5. Every member of the MD Anderson faculty must act like
an ethical human being and a member of a great team. Everyone cannot be in it
for him- or herself. I give you Coach K’s (Krzyzewski in this case) five
fingers of the fist of success: Communication, Trust, Collective Responsibility
Caring and Pride. That is Duke basketball. At MD Anderson, that used to be us.

6. There is only one pot of money at Anderson. Stop the
interdepartmental scorekeeping system that has undermined the very nature of
clinical care delivery at Anderson and created competition out of collegiality.

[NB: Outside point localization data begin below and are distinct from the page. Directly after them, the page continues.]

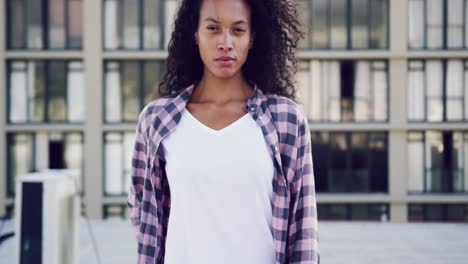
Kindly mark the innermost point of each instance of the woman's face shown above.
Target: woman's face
(224, 36)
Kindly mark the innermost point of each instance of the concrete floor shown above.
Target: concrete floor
(340, 242)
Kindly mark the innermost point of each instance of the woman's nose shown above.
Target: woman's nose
(225, 43)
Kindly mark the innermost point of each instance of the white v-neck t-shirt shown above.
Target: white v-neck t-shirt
(221, 189)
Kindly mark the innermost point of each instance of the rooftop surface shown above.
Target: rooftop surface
(340, 242)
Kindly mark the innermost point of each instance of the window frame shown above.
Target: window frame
(349, 27)
(463, 98)
(445, 27)
(46, 65)
(45, 23)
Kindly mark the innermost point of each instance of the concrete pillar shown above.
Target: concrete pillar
(93, 139)
(3, 111)
(398, 113)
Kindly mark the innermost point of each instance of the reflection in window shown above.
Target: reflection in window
(350, 162)
(437, 162)
(146, 24)
(354, 212)
(437, 24)
(438, 212)
(129, 86)
(45, 91)
(342, 24)
(437, 90)
(118, 153)
(29, 152)
(44, 24)
(116, 211)
(343, 90)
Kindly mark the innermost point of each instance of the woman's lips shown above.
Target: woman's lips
(225, 63)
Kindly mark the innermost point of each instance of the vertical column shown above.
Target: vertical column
(3, 111)
(398, 114)
(93, 143)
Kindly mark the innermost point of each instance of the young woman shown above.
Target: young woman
(222, 168)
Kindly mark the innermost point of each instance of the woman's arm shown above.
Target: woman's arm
(138, 172)
(303, 226)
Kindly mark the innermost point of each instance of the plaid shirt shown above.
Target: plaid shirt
(286, 132)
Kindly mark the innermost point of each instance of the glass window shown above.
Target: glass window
(170, 9)
(350, 162)
(129, 80)
(147, 24)
(75, 92)
(152, 26)
(416, 32)
(360, 28)
(19, 158)
(118, 153)
(343, 90)
(57, 23)
(344, 24)
(112, 19)
(35, 20)
(39, 91)
(378, 24)
(320, 25)
(416, 162)
(29, 152)
(438, 212)
(437, 161)
(116, 211)
(130, 23)
(455, 24)
(338, 19)
(305, 17)
(56, 94)
(44, 24)
(353, 212)
(17, 26)
(437, 90)
(434, 83)
(437, 24)
(416, 94)
(129, 86)
(75, 27)
(454, 86)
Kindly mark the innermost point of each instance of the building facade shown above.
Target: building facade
(384, 85)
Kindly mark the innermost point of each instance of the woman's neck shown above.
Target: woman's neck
(220, 91)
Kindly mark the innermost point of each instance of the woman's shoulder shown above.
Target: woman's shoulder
(284, 109)
(152, 110)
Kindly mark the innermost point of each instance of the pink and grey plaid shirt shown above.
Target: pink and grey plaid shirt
(286, 131)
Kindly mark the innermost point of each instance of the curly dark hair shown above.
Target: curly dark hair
(271, 62)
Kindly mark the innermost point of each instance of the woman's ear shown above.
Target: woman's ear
(252, 38)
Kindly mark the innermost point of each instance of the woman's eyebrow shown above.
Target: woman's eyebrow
(217, 22)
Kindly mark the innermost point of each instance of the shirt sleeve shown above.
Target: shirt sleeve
(303, 224)
(138, 172)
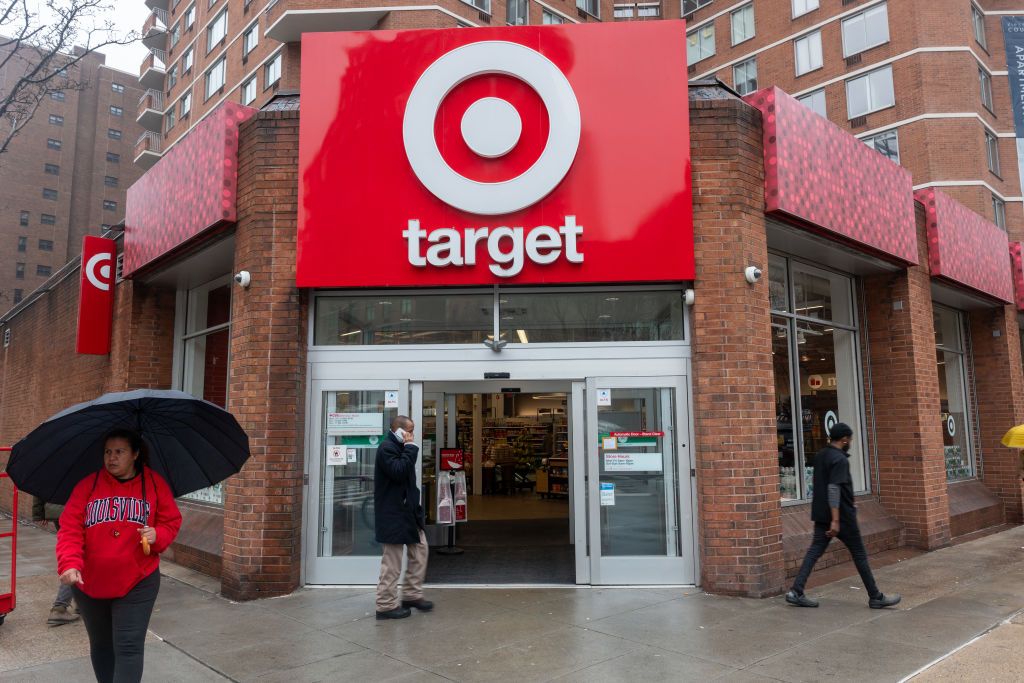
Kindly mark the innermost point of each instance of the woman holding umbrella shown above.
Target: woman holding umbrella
(113, 529)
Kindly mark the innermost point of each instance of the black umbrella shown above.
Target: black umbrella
(193, 443)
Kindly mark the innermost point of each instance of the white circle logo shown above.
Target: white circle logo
(93, 265)
(492, 127)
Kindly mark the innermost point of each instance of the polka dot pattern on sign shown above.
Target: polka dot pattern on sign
(966, 249)
(819, 176)
(189, 190)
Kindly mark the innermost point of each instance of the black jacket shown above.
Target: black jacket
(398, 515)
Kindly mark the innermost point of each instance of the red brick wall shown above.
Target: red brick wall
(740, 530)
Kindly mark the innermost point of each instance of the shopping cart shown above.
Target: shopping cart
(7, 599)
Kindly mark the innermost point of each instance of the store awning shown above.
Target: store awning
(821, 178)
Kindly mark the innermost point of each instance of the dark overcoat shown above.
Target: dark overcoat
(397, 513)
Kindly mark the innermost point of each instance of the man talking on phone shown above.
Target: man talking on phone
(399, 522)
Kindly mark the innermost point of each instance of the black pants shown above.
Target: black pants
(117, 630)
(849, 534)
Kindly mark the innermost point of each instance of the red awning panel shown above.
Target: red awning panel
(966, 249)
(820, 177)
(190, 189)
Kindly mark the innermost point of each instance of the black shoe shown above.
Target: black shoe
(884, 601)
(800, 600)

7. Honor the retirees. Have a place for those with the
grayest hair at the tables of decision making so that institutional memory and
wisdom accompany the phony childlike enthusiasm and genuine avarice of current
leadership as drivers of strategic direction.

These
things are not hard. Deuteronomy 
30:11-19 (my favorite part of the Torah and the part that says to me
that we have free will and the onus is on us, not God, to make this world the
best it can be):

11 Now
what I am commanding you today is not too difficult for you or beyond your
reach.

12 It
is not up in heaven, so that you have to ask, “Who will ascend into heaven to
get it and proclaim it to us so we may obey it?”

13 Nor
is it beyond the sea, so that you have to ask, “Who will cross the sea to get
it and proclaim it to us so we may obey it?”

14 No,
the word is very near you; it is in your mouth and in your heart so you may
obey it.

15 See,
I set before you today life and prosperity, death and destruction.

16 For
I command you today to love the Lord your God, to walk in obedience to him, and
to keep his commands, decrees and laws; then you will live and increase, and
the Lord your God will bless you in the land you are entering to possess.

17 But
if your heart turns away and you are not obedient, and if you are drawn away to
bow down to other gods and worship them,

18 I
declare to you this day that you will certainly be destroyed. You will not live
long in the land you are crossing the Jordan to enter and possess.

19 This
day I call the heavens and the earth as witnesses against you that I have set
before you life and death, blessings and curses. Now choose life, so that you
and your children may live

         Friday, April 3 is the holiest and most
solemn day in the Christian calendar, Good Friday. This is the day of the
Crucifixion.

That same evening marks the beginning of the Jewish Passover,
the seminal holiday in all of Judaism as it marks the true beginning of the
Jewish People’s freedom and relationship with a land it still has to fight to
keep every day.

We are in heavy times here in Houston, but there is always
light and life. Choose life for America and for MD Anderson. It is not “too
difficult for you or beyond your reach.”

Code Blue, according to the Chronicle, is here. The first step in reviving the patient known as MD Anderson, is getting it a new doctor.